Bella Yaga aparece en el orfanato con el Mandrágora, elige a Earwig en un minuto y se la lleva. Su motivo lo dice ella misma sin ningún disimulo: necesita un par de manos más. En casa, la niña descubre que la magia consiste en moler ingredientes desagradables en un taller lleno de tarros mientras la bruja despacha encargos a una clientela que llama a la puerta. Enseñarle a Earwig no entra en el trato, y la bruja lo repite cada vez que se lo piden.
Su autoridad se sostiene sobre dos cosas: la casa, que reorganiza sus puertas para que nadie llegue donde no debe, y el Mandrágora, la amenaza permanente al fondo del pasillo. Funciona hasta que Earwig se alía con el gato Thomas y le devuelve el trato en su propio idioma. A partir del hechizo de los gusanos, Bella Yaga pasa de dar órdenes a discutir condiciones.
Lo interesante llega en los créditos. Las ilustraciones finales enseñan a la madre de Earwig con su grupo de rock, y en ese material se apunta que la casa de Bella Yaga y el Mandrágora no es un destino casual para la niña. La película deja el hilo colgando y se acaba.
Qué representa
Cada lectura lleva su etiqueta: lo que se ve en pantalla, lo que ha dicho el estudio, lo que es interpretación y lo que es teoría del público sin confirmar.
El nombre lo dice todo Hecho
Bella Yaga es un juego con Baba Yagá, la bruja del folclore eslavo que vive apartada, cocina cosas turbias y no es exactamente ni buena ni mala. Diana Wynne Jones tiraba a menudo de folclore reconocible para luego domesticarlo.
Explotación laboral con caldero Interpretación
El conflicto de la película no es mágico, es contractual: la bruja quiere mano de obra gratis y la niña quiere formación. Todo lo que ocurre entre ellas son negociaciones sobre las condiciones de trabajo, y ese registro cómico y prosaico es lo mejor del guion.
Lo que sugieren los créditos Interpretación
Las ilustraciones de los títulos finales enseñan a la banda de la madre y permiten deducir que Bella Yaga y el Mandrágora la conocían. La película no lo desarrolla, así que se queda en insinuación más que en trama.
Sus escenas
La elección en el orfanato
Bella Yaga recorre la fila de niños y señala a Earwig sin apenas mirarla. La adopción se presenta como una contratación, y ese tono marca todo lo que viene después.
El taller de hechizos
Earwig muele ingredientes durante horas mientras la bruja despacha encargos. La magia de esta película es un oficio pequeño y sucio, no un espectáculo.
Los gusanos
El conjuro de Earwig le llena el cuerpo de gusanos y la obliga a sentarse a negociar. Es la única vez que Bella Yaga pierde el control de su casa.
Curiosidades
La dobla Shinobu Terajima, actriz premiada con el Oso de Plata a la mejor interpretación en el Festival de Berlín de 2010 por Caterpillar.

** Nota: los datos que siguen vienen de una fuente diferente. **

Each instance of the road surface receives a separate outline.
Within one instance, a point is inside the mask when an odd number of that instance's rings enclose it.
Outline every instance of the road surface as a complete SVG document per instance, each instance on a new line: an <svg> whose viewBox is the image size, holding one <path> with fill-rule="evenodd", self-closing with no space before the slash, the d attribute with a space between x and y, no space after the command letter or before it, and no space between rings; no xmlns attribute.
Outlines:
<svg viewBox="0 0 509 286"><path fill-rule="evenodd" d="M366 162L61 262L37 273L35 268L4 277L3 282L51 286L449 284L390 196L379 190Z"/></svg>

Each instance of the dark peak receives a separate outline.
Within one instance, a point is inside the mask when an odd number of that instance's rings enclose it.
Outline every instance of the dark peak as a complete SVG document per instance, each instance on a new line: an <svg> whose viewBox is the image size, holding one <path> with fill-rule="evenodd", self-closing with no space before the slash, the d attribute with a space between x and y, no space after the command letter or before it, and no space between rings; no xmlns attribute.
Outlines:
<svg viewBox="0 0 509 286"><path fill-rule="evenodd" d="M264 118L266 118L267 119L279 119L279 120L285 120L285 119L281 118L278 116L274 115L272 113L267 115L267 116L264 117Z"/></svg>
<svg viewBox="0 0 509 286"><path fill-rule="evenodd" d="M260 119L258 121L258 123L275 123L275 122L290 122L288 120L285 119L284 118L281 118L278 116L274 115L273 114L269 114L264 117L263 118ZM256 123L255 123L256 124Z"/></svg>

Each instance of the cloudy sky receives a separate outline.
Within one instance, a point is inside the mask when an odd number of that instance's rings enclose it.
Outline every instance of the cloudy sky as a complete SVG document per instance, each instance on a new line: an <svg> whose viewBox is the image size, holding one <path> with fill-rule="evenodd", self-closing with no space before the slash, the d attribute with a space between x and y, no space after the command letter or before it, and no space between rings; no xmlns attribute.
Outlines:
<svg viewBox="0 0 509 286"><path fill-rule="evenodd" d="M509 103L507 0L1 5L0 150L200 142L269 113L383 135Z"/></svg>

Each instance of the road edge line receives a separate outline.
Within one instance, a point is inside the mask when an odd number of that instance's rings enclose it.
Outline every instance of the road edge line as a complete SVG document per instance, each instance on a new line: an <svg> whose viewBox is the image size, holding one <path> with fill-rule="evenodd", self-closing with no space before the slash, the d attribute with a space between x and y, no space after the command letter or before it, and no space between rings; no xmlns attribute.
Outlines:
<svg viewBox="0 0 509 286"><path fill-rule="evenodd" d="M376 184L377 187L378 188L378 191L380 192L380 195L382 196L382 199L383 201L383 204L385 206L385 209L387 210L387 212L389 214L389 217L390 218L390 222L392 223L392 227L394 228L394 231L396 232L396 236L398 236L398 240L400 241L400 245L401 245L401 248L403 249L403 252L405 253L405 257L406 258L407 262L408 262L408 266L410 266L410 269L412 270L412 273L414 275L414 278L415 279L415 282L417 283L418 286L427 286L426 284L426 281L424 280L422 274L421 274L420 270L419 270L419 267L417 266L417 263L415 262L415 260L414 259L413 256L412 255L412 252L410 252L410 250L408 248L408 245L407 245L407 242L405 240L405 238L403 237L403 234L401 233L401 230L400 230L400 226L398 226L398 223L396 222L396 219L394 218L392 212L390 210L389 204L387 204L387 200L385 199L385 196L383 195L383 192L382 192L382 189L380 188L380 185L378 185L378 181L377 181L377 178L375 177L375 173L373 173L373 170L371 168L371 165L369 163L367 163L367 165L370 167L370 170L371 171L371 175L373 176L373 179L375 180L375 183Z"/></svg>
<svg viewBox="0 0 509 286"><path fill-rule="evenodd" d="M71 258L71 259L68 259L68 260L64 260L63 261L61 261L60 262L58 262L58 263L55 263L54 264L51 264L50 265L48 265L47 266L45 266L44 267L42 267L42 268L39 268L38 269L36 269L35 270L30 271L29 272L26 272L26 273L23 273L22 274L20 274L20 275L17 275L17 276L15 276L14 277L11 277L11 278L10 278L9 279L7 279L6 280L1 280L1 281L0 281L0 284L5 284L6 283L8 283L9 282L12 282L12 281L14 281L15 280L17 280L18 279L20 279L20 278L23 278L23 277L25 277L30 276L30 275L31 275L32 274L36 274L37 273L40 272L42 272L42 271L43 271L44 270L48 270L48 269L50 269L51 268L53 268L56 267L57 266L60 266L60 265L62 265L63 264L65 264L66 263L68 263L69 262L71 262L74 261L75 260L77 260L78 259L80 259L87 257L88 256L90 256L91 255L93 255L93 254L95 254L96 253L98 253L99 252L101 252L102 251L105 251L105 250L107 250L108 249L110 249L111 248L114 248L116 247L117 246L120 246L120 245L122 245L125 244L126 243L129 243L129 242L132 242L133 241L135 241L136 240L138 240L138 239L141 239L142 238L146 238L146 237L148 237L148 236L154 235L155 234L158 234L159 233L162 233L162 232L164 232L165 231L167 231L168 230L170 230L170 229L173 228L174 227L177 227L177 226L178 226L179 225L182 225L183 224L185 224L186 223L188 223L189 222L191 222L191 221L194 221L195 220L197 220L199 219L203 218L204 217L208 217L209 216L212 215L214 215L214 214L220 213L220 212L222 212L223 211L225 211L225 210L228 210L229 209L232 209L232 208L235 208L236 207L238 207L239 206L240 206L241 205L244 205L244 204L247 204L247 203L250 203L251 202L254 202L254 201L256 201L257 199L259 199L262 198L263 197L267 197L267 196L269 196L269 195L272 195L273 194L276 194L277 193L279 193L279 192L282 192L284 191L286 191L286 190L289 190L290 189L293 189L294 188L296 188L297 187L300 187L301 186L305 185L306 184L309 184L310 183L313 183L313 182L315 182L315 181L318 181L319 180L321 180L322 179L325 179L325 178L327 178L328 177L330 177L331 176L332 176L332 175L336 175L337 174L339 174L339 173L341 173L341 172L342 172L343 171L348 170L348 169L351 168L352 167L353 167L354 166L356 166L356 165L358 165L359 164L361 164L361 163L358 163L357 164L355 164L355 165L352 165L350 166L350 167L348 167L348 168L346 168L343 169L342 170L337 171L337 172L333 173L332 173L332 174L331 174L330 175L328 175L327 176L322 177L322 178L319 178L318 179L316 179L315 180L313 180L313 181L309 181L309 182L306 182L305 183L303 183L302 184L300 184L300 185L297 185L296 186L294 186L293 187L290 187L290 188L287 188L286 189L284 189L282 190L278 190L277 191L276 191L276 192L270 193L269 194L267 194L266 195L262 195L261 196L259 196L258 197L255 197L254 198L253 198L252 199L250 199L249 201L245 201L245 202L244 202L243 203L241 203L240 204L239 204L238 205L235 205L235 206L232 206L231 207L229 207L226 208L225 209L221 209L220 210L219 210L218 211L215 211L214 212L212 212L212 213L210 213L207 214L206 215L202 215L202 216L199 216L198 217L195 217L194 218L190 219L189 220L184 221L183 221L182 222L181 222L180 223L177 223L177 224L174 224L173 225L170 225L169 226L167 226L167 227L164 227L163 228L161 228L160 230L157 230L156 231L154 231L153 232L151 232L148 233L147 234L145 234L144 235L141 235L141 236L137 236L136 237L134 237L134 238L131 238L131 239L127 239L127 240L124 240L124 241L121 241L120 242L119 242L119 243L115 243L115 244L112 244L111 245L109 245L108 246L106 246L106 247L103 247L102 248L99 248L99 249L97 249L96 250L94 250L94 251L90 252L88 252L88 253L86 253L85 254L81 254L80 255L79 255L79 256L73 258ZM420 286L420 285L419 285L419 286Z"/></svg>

En el doblaje inglés la interpretó Vanessa Marshall.
El nombre es una variación de Baba Yagá, la bruja de la tradición eslava.
El diseño en 3D del personaje —el pelo, la textura de la ropa— concentró buena parte de las críticas al aspecto visual de la película.
Es la segunda bruja adulta del estudio salida de una novela de Diana Wynne Jones, después de la Bruja del Páramo de El castillo ambulante.
Preguntas frecuentes
¿Bella Yaga es la madre de Earwig?
No. La madre de Earwig es otra bruja, la que la dejó en el orfanato huyendo de otras doce, y aparece al final y en las ilustraciones de los créditos.